11 August 2010

Pot-Bouille

Si on devait résumer Pot-Bouille, on pourrait dire que ce volume 10 de
la série des Rougon-Macquart est une accusation à charge de la bourgeoisie du second empire. Zola n'y va pas par 4 chemins et, à travers les yeux d'Octave Mouret, il dénonce la façade de moralité, d'honneur et de famille que se donne la bourgeoisie par devant, tout en commettant les mêmes cocufiages, arnaques et tromperies en tous genres par derrière...

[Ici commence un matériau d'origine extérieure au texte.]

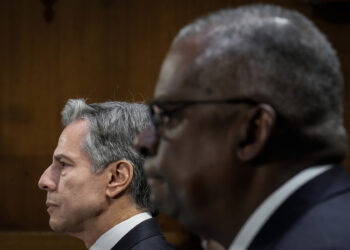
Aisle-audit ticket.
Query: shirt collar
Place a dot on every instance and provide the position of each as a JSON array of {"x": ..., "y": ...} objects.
[
  {"x": 113, "y": 235},
  {"x": 257, "y": 219}
]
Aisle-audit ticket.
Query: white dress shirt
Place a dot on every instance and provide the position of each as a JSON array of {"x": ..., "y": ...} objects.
[
  {"x": 113, "y": 235},
  {"x": 257, "y": 219}
]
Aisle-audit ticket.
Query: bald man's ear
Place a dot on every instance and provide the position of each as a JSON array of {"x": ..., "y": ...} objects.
[
  {"x": 120, "y": 174},
  {"x": 255, "y": 132}
]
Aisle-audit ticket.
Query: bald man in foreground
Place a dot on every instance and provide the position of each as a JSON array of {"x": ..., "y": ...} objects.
[{"x": 247, "y": 137}]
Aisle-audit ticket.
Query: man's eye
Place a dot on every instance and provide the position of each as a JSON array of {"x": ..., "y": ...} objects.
[{"x": 63, "y": 164}]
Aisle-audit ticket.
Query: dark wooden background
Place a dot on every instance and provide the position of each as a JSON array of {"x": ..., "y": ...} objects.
[{"x": 100, "y": 50}]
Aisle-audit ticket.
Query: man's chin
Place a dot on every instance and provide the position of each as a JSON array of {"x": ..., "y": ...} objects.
[{"x": 58, "y": 227}]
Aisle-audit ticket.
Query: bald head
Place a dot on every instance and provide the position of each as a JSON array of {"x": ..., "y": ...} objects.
[{"x": 275, "y": 56}]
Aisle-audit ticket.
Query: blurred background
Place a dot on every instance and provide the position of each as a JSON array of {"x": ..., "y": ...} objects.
[{"x": 53, "y": 50}]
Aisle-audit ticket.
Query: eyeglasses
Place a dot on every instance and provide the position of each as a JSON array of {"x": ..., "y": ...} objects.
[{"x": 162, "y": 112}]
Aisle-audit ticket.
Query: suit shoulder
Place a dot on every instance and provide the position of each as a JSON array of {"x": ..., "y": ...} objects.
[
  {"x": 156, "y": 242},
  {"x": 325, "y": 226}
]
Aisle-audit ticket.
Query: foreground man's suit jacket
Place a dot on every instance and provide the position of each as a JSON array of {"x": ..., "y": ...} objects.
[
  {"x": 145, "y": 236},
  {"x": 315, "y": 217}
]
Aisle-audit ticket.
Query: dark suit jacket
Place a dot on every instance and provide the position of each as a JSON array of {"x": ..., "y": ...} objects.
[
  {"x": 315, "y": 217},
  {"x": 145, "y": 236}
]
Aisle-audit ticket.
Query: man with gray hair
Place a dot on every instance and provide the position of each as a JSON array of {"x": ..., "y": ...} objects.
[
  {"x": 96, "y": 188},
  {"x": 247, "y": 135}
]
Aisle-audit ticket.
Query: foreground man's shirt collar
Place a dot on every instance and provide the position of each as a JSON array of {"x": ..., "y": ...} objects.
[
  {"x": 257, "y": 219},
  {"x": 112, "y": 236}
]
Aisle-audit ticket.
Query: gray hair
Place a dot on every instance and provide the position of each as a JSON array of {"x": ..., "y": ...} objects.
[
  {"x": 276, "y": 56},
  {"x": 113, "y": 127}
]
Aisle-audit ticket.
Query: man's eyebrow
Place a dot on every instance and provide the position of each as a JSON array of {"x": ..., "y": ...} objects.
[{"x": 59, "y": 157}]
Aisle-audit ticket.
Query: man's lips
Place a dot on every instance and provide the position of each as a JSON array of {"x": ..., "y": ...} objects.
[{"x": 51, "y": 206}]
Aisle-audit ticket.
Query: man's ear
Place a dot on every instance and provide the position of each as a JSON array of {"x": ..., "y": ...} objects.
[
  {"x": 255, "y": 132},
  {"x": 120, "y": 174}
]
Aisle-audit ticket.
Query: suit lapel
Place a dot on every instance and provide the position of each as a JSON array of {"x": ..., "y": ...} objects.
[
  {"x": 331, "y": 183},
  {"x": 144, "y": 230}
]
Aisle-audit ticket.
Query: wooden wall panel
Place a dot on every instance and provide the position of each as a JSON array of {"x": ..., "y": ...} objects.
[{"x": 100, "y": 50}]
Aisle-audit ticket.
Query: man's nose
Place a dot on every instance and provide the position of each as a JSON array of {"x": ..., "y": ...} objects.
[
  {"x": 46, "y": 181},
  {"x": 147, "y": 142}
]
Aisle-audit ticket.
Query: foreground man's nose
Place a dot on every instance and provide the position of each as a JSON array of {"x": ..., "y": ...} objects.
[{"x": 147, "y": 142}]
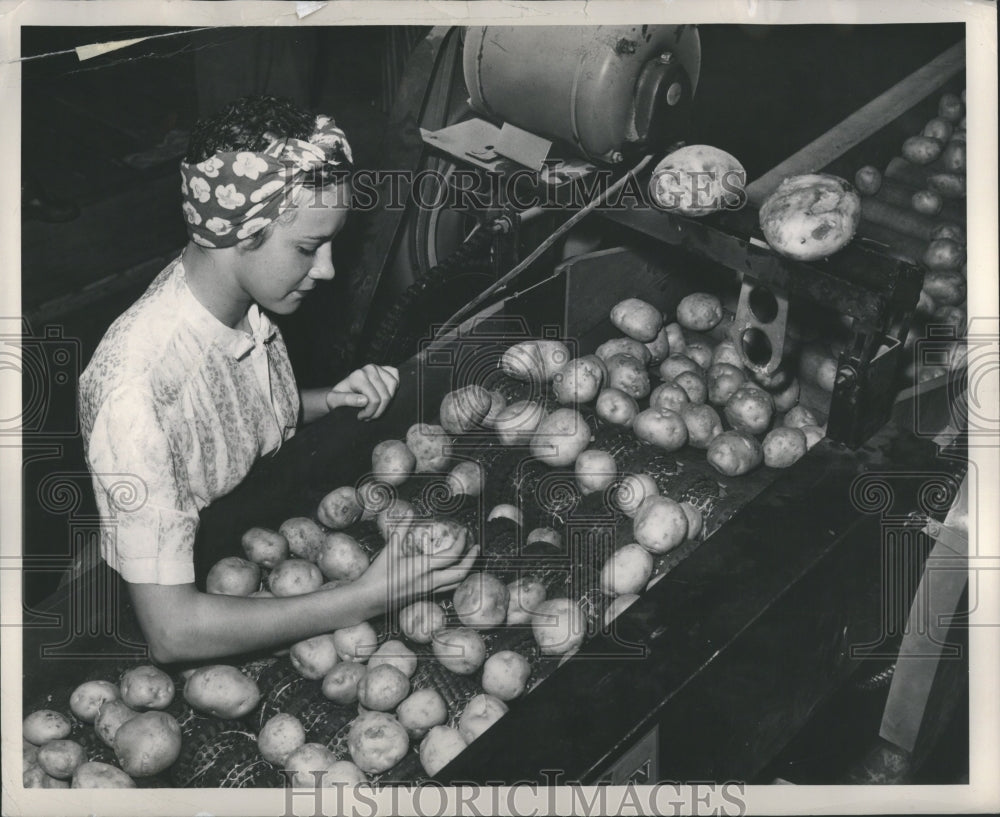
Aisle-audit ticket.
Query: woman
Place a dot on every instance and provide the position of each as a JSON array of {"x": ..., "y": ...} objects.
[{"x": 192, "y": 384}]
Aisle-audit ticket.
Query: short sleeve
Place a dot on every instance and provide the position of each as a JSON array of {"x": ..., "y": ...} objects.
[{"x": 148, "y": 511}]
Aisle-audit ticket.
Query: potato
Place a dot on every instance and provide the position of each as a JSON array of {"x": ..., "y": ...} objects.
[
  {"x": 505, "y": 675},
  {"x": 579, "y": 381},
  {"x": 267, "y": 547},
  {"x": 60, "y": 758},
  {"x": 480, "y": 713},
  {"x": 750, "y": 410},
  {"x": 340, "y": 684},
  {"x": 481, "y": 600},
  {"x": 627, "y": 570},
  {"x": 233, "y": 576},
  {"x": 279, "y": 737},
  {"x": 624, "y": 346},
  {"x": 314, "y": 657},
  {"x": 357, "y": 643},
  {"x": 466, "y": 479},
  {"x": 560, "y": 438},
  {"x": 868, "y": 180},
  {"x": 86, "y": 700},
  {"x": 517, "y": 423},
  {"x": 377, "y": 741},
  {"x": 783, "y": 446},
  {"x": 675, "y": 364},
  {"x": 392, "y": 462},
  {"x": 559, "y": 626},
  {"x": 460, "y": 650},
  {"x": 110, "y": 717},
  {"x": 734, "y": 453},
  {"x": 921, "y": 150},
  {"x": 338, "y": 509},
  {"x": 222, "y": 691},
  {"x": 421, "y": 711},
  {"x": 146, "y": 687},
  {"x": 699, "y": 312},
  {"x": 97, "y": 775},
  {"x": 305, "y": 537},
  {"x": 309, "y": 764},
  {"x": 632, "y": 490},
  {"x": 694, "y": 387},
  {"x": 637, "y": 319},
  {"x": 628, "y": 374},
  {"x": 428, "y": 443},
  {"x": 341, "y": 557},
  {"x": 615, "y": 407},
  {"x": 464, "y": 409},
  {"x": 696, "y": 180},
  {"x": 810, "y": 217},
  {"x": 420, "y": 620},
  {"x": 927, "y": 202},
  {"x": 397, "y": 654},
  {"x": 294, "y": 577},
  {"x": 661, "y": 427},
  {"x": 659, "y": 525},
  {"x": 703, "y": 424},
  {"x": 595, "y": 471},
  {"x": 525, "y": 595},
  {"x": 148, "y": 744},
  {"x": 383, "y": 687},
  {"x": 658, "y": 347},
  {"x": 945, "y": 287},
  {"x": 442, "y": 745}
]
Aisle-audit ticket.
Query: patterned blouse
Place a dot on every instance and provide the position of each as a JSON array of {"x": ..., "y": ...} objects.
[{"x": 175, "y": 408}]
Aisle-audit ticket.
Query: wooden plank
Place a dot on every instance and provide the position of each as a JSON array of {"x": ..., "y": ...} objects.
[{"x": 863, "y": 123}]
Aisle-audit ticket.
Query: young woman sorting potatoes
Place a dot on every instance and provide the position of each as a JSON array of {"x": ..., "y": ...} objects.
[{"x": 192, "y": 384}]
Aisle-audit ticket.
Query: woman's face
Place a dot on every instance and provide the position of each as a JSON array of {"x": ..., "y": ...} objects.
[{"x": 296, "y": 255}]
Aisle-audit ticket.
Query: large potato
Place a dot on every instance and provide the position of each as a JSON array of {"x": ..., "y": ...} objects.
[
  {"x": 659, "y": 525},
  {"x": 559, "y": 626},
  {"x": 146, "y": 687},
  {"x": 627, "y": 570},
  {"x": 461, "y": 650},
  {"x": 615, "y": 407},
  {"x": 628, "y": 374},
  {"x": 637, "y": 319},
  {"x": 268, "y": 547},
  {"x": 481, "y": 600},
  {"x": 703, "y": 424},
  {"x": 422, "y": 711},
  {"x": 734, "y": 453},
  {"x": 579, "y": 381},
  {"x": 341, "y": 557},
  {"x": 377, "y": 742},
  {"x": 147, "y": 744},
  {"x": 392, "y": 462},
  {"x": 696, "y": 180},
  {"x": 480, "y": 713},
  {"x": 221, "y": 690},
  {"x": 233, "y": 576},
  {"x": 811, "y": 217},
  {"x": 560, "y": 438},
  {"x": 442, "y": 745},
  {"x": 663, "y": 428},
  {"x": 699, "y": 312},
  {"x": 86, "y": 700},
  {"x": 750, "y": 410},
  {"x": 463, "y": 410}
]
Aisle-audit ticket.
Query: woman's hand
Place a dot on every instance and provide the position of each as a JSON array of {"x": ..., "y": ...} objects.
[{"x": 370, "y": 388}]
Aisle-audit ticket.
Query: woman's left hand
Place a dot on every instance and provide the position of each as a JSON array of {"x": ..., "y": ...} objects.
[{"x": 369, "y": 388}]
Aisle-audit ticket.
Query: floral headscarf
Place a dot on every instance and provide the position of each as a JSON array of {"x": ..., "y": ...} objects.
[{"x": 234, "y": 194}]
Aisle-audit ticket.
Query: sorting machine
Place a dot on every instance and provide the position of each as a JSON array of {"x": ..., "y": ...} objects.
[{"x": 783, "y": 597}]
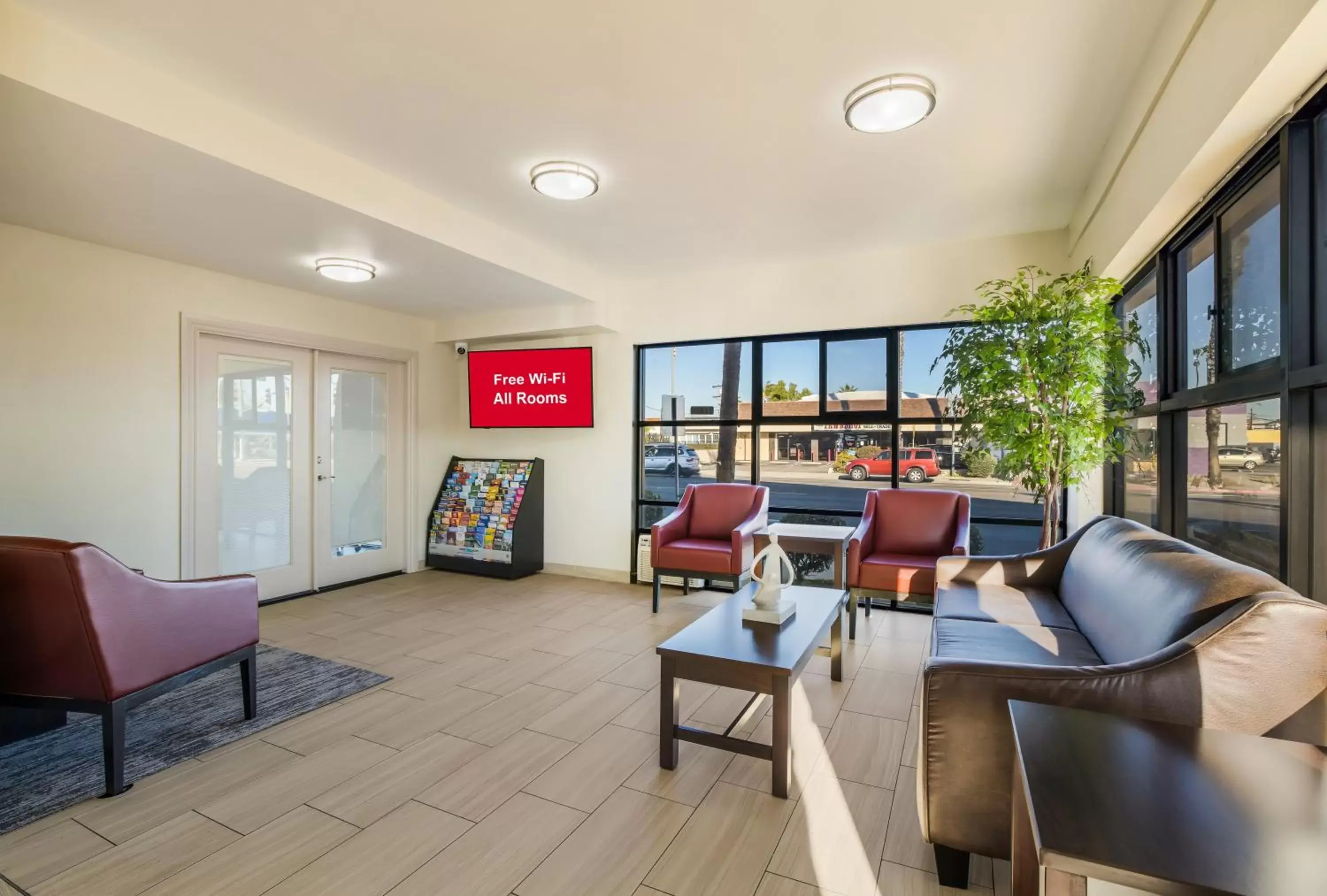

Un bémol néanmoins, on ne peut que voir que Zola fait de ce livre une attaque violente contre la fausse moralité de ces bourgeois: les ficelles sont parfois un peu grosses et l'on peut se demander si le trait n'est pas un forci lorsque pas un seul protagoniste n'échappe au dévergondage général... La lecture est malgré tout rendue plaisante par cette ambiance délétère et ce double-jeu des personnages; et j'apprécie toujours de retrouver la précision quasi mathématique de Zola dans la construction de ses romans.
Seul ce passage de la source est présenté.